Honeyed as the sentences were, they still represent a long-overdue effort on the part of the association to halt Walking Horse abuses before federal legislation does it for them.

A frog named Dan'l Webster won fame 100 years ago when a young reporter, looking for gold, found instead a local legend concerning the notorious jumping frog of Calaveras County. Mark Twain's first literary success established an annual event that celebrated its centennial last week with 10 bands, bagpipes and 50,000 spectators. The winner, with an impressive 14-foot 9-inch vault, was a Lafayette, Calif. bullfrog named, for some unexplained reason, Hops. Hops won $300 and a life of leisure. His owner raises frogs for eating and only winners go to pasture. The losers go to pot.

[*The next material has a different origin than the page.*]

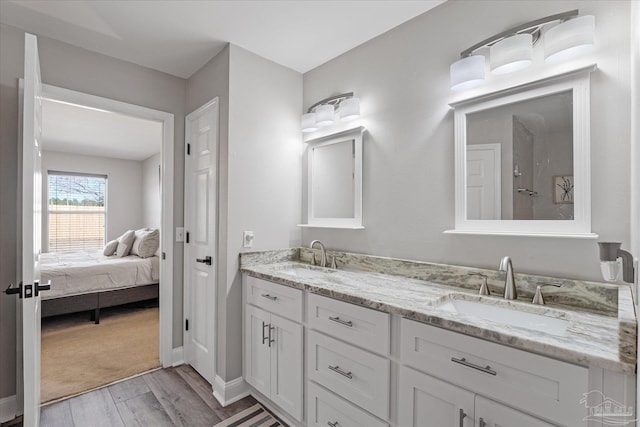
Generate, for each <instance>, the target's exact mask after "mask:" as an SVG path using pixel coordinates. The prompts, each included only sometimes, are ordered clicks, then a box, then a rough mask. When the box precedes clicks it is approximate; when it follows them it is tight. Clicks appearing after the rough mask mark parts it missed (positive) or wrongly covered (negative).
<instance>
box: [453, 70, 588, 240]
mask: <svg viewBox="0 0 640 427" xmlns="http://www.w3.org/2000/svg"><path fill="white" fill-rule="evenodd" d="M594 69H595V66H594V67H589V68H586V69H581V70H577V71H574V72H571V73H567V74H564V75H561V76H555V77H553V78H548V79H545V80H541V81H537V82H534V83H530V84H527V85H523V86H519V87H516V88H512V89H508V90H505V91H501V92H497V93H493V94H489V95H484V96H481V97H477V98H473V99H469V100H465V101H461V102H457V103H455V104H452V105H451V106H452V107H453V108H454V110H455V113H454V120H455V144H456V150H455V178H456V180H455V230H448V231H447V232H450V233H465V234H513V235H531V236H557V237H559V236H562V237H582V238H596V237H597V236H596V235H595V234H593V233H591V177H590V136H589V127H590V126H589V123H590V120H589V96H590V95H589V82H590V73H591V72H592V71H593V70H594Z"/></svg>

•Bob Devaney, football coach, asked why he does not demand a lifetime contract from Nebraska: "I had a friend with a lifetime contract. After two bad years the university president called him into his office and pronounced him dead."

•Early Wynn, pitching coach for the Cleveland Indians and crusader to legalize the spitball, insisting the pitch is no physical hazard for hitters: "It's dangerous only to batting averages."

•Roger Ginsberg, young golf pro, promising a gin-and-tonic party if he won the $16,000 Dodge Open: "If it's champagne with Tony Lema, why not gin with Ginsberg?"